I am an only child, and all I have ever had was my imagination. If you’re playing by yourself, it gets boring really quickly without a creative storyline. If I wasn’t creating a story of my own, I was capturing one. My earliest childhood memories involve a purple Hannah Montana digital camera and a ruby red video camera. I was always taking pictures and videos. Writing poems and short stories was my outlet. I was directing movies with my dolls, and my birthday parties were just excuses for child labor where my friends were forced actors.
My love for storytelling in all mediums is why I chose to study marketing and digital media in the first place. I could tell stories without limiting my creativity or my outlets.
2. Rally reminded me how unhappy I was.
I need to be fulfilled.
I’ve felt pretty unfulfilled career-wise for a while now. A lot is going on in the world that’s deeply upsetting to me. I have very little control over most of it. I learned pretty early on that I am not someone who can clock in to a 9-5 that I don’t find particularly interesting, challenging, or fulfilling in some way and be satisfied. Some people are satisfied with crossing off a to-do list, getting paid, and going home. I wish I were wired that way sometimes, but I just am not and never have been.

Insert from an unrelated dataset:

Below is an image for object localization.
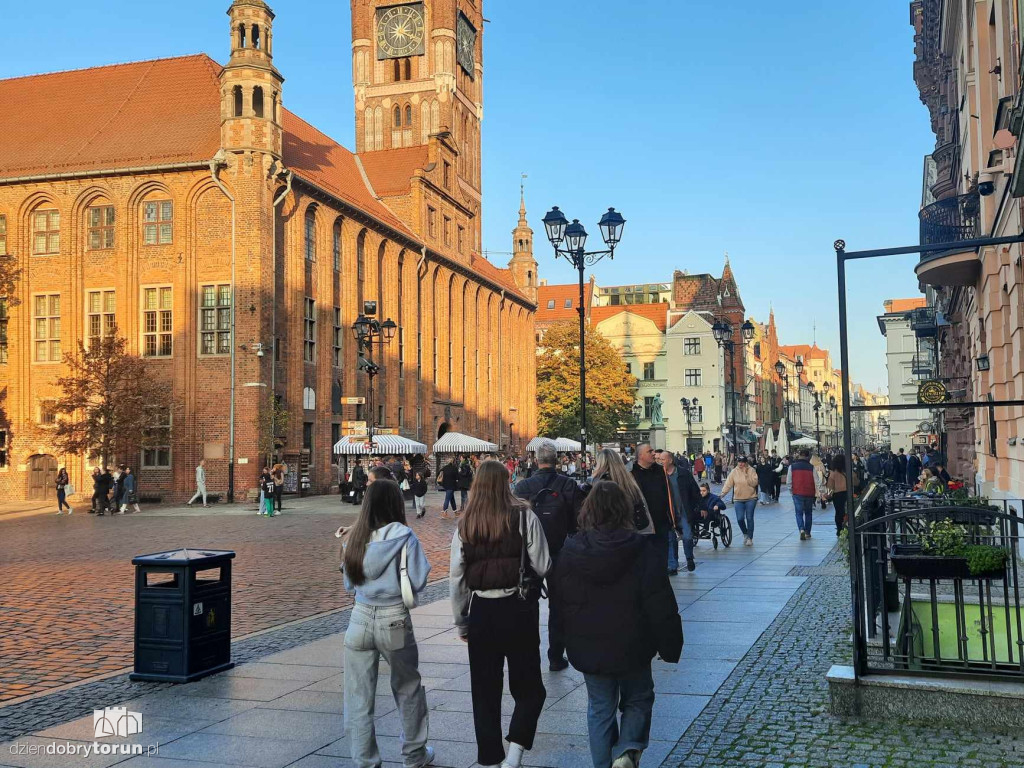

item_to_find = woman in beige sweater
[722,456,758,547]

I haven’t felt like anything I created made a positive impact. My career and accomplishments weigh heavily on my sense of self and worth. I was unhappy with one, and so I was unhappy in general, or that’s the simple gist of it. If you were at Rally and remember my ice breaker from orientation, then maybe you understand a bit better. But what brought home how unhappy I was? Realizing how happy I had been all week long, and the mental breakdown that occurred when I thought about having to return to my regular daily life. I still remember the moment it sank in that this was the best I had felt mentally in months. Depression? Didn't know her. I had a purpose. I was fulfilled.
3. Rally reminded me what it felt like to be inspired.

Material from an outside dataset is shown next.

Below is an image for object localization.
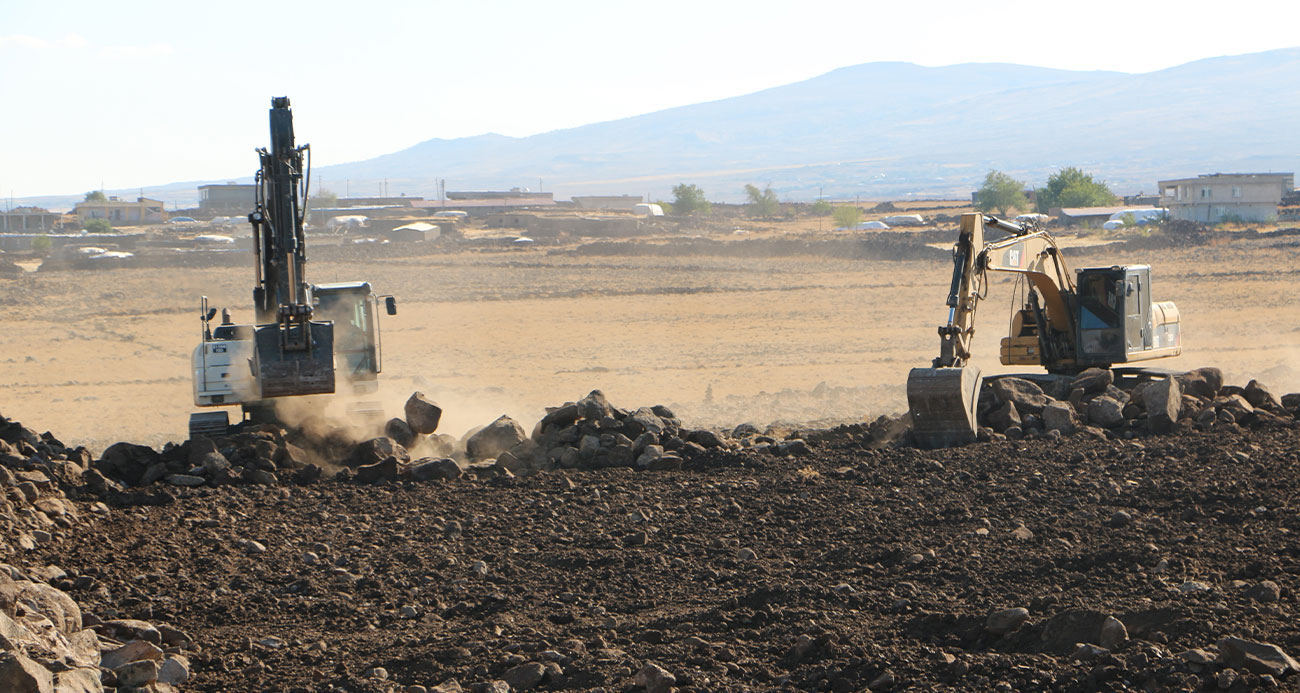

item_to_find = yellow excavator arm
[935,215,1074,368]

Inspired by people. by a place. by an opportunity. by life.
I don’t think I knew how burnt out I was until I got to Rally. But the people and their stories, the friendships, the community, they all reminded me what it was like to be inspired. My week at Youth Rally was a reminder that, in our world that often feels so gloomy and dark and hateful that there are still good people. Only at Rally, could you attend a talent show full of teenagers that feels straight out of a movie because everyone’s clapping and singing along High School Musical style. A place where everyone is each other's biggest hype man. A place where everyone has different backgrounds and experiences, and challenges, but no one is alone. The level of support and camaraderie at Rally is incomparable. Rally reunited me with the real Jaidin, who always walked around with her camera and photographed and videotaped every magical moment of life so she didn’t forget a single second. The Jaidin who will have snap memories for years and $300 in monthly Apple fees going into her 80s to show her grandchildren her cherished memories, including her very first Youth Rally. The person who so deeply resonated with quotes like “I’m going to miss this moment and I’m still living in it.”

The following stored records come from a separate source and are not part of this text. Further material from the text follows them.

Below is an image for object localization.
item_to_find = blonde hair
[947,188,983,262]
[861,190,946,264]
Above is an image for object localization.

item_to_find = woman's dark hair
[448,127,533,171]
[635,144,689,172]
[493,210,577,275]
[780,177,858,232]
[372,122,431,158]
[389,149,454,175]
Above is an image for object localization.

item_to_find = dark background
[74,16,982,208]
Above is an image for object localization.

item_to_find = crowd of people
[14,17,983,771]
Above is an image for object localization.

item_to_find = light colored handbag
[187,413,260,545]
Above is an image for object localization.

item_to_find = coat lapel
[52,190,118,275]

I went into Rally thinking that I would experience it so that I'd have a better understanding of how I can contribute to it. It was about how I would be able to help Youth Rally and their marketing efforts. I still hope that I accomplished that. I plan to continue to make positive changes and help the organization grow and improve its social media and marketing. However, Rally made much more of an immediate change in me.
The Youth Rally restored my faith that there are still good people in this world. It reaffirmed my love for storytelling and using my talents and passions for something I can be proud of. Rally was the first time in a long time that I remembered what it was like to feel inspired and have purpose. I’ve heard about the “Rally magic” my entire life, but I’m so grateful to have finally felt it for myself because Rally magic can’t be described; it can only be experienced. I’m so glad that now I get to be a part of it, document it, contribute to it, and hopefully help others discover “you’re not alone.”